Hacker News new | ask | show | jobs
by CJefferson 410 days ago
I had a look. In classic C++ style, if you use *x to get the ‘expected’ value, when it’s an error object (you forgot to check first and return the error), it’s undefined behaviour!

Messing up error handling isn’t hard to do, so putting undefined behaviour here feels very dangerous to me, but it is the C++ way.

4 comments

The reason it works this way is there's legitimately no easy way around it. You're not guaranteed a reasonable zero value for any type, so you can't do the slightly better Go thing (defined behavior but still wrong... Not great.) and you certainly can't do the Rust thing, because... There's no pattern matching. You can't conditionally enter a branch based on the presence of a value.

There really is no reasonable workaround here, the language needs to be amended to make this safe and ergonomic.
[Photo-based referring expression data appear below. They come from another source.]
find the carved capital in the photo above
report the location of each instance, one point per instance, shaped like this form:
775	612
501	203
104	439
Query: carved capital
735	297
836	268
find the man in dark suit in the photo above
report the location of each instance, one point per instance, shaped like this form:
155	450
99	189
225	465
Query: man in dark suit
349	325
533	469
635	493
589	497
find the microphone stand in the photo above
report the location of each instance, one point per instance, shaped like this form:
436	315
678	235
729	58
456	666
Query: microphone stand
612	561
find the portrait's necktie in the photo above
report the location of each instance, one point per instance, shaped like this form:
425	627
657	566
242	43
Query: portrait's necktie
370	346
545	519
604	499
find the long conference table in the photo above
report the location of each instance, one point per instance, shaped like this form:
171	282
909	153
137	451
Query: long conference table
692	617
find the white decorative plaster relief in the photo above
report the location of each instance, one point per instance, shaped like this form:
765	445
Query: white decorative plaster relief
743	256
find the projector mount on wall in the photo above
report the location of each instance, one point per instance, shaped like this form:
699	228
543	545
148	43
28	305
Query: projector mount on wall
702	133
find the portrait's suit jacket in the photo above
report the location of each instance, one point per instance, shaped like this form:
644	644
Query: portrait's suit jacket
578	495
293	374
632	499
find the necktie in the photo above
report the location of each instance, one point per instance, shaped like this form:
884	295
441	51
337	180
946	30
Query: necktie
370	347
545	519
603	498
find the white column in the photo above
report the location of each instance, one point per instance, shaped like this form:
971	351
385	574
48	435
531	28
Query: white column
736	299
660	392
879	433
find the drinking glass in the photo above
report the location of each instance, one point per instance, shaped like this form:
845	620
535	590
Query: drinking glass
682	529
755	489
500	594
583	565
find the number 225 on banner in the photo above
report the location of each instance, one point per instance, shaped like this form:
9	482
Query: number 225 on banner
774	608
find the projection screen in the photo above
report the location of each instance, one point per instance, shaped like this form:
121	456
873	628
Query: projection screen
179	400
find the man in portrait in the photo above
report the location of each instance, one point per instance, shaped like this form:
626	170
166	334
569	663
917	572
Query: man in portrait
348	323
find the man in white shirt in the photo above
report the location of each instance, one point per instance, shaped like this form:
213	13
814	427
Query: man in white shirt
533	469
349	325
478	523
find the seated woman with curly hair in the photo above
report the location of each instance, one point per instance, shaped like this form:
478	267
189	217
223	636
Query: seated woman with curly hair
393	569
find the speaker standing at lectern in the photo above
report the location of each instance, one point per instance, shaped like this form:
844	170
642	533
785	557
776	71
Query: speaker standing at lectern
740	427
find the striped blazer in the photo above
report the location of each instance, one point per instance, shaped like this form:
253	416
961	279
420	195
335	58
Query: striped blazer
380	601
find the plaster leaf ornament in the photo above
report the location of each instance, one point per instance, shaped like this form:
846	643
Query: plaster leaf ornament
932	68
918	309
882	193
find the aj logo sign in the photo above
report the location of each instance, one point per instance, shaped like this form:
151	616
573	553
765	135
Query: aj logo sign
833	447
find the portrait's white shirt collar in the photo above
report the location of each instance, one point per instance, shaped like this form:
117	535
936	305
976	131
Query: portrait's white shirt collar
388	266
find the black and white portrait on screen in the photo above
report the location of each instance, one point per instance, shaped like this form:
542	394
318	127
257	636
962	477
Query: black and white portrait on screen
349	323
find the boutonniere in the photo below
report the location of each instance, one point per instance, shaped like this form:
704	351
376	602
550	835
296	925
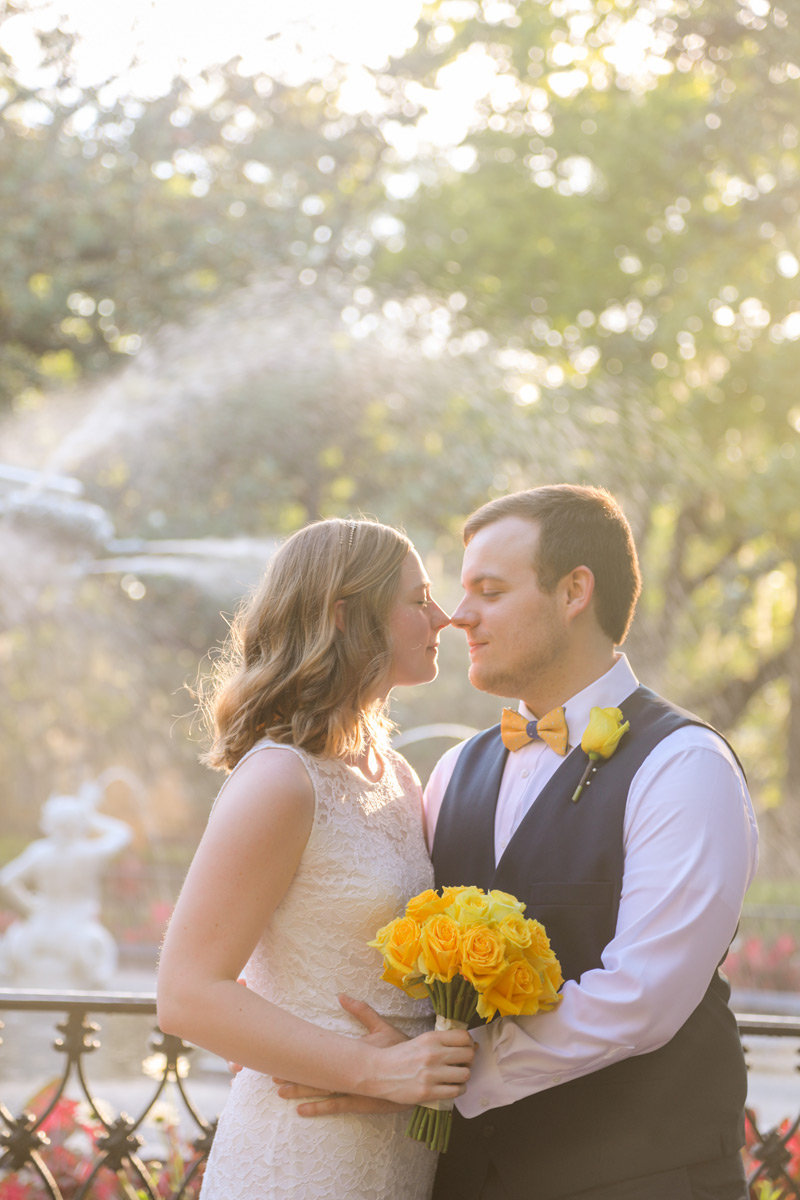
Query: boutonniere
600	741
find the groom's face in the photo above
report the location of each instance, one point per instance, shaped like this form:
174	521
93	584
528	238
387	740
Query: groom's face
515	630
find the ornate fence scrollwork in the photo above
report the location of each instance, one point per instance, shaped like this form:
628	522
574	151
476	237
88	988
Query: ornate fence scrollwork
770	1152
119	1140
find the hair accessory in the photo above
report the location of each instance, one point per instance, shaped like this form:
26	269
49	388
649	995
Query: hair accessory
350	526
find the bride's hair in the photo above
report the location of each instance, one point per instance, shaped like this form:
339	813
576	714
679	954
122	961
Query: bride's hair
287	670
They tried to be cheeky with some of the other APIs, like std::variant, but really the best you can do is chuck the conditional branch into a lambda (or other function-based implementation of visitors) and the ergonomics of that are pretty unimpressive.

Edit: but maybe fortune will change in the future, for anyone who still cares:

https://www.open-std.org/jtc1/sc22/wg21/docs/papers/2024/p26...

You could assert. You could throw. I can’t understand how, this modern age where so many programs end up getting hacked, that introducing more UB seems like a good idea.

This is one odd the major reasons I switched to rust, just to escape spending my whole life worrying about bugs caused by UB.

Assertions are debug-only. Exceptions are usually not guaranteed to be available and much of the standard library doesn't require them. You could std::abort, and that's about it.

I think the issue is that this just isn't particularly good either. If you do that, then you can't catch it like an exception, but you also can't statically verify that it won't happen.

C++ needs less of both undefined behavior and runtime errors. It needs more compile-time errors. It needs pattern matching.

I agree these things would be better, but I don’t understand how anyone can think UB is better than abort.

(Going to moan for a bit, and I realise you aren’t responsible for the C++ standards mess!)

I have been hearing for about… 20 years now that UB gives compilers and tools the freedom to produce any error catching they like, but all it seems to have done in the main is give them the freedom to produce hard to debug crash code.

You can of course usually turn on some kind of “debug mode” in some compilers, but why not just enforce that as standard? Compilers would still be free to add a “standards non-compliant” go fast mode if they like.

> but why not just enforce that as standard

I don’t think people want that as standard. The whole point of using C++ tends to be because you can do whatever you need to for the sake of performance. The language is also heavily driven by firms that need extreme performance (because otherwise why not use a higher level language)

There are knobs like stdlib assertions and ubsan, but that’s opt-in because there’s a cost to it. Part of it is also the commitment to backwards compatibility and code that compiled before should generally compile now (though there are exceptions to that unofficial rule).

There does not need to be an additional cost for this.

Most users will do this:

1. Check if there is a value

2. Get the value

There is nothing theoretically preventing the compiler from enforcing that step 1 happens before step 2, especially if the compiler is able to combine the control flow branch with the process of conditionally getting the value. The practical issue is that there's no way to express this in C++ at all. The best you can do is the visitor pattern, which has horrible ergonomics and you can only hope it doesn't cause worse code generation too.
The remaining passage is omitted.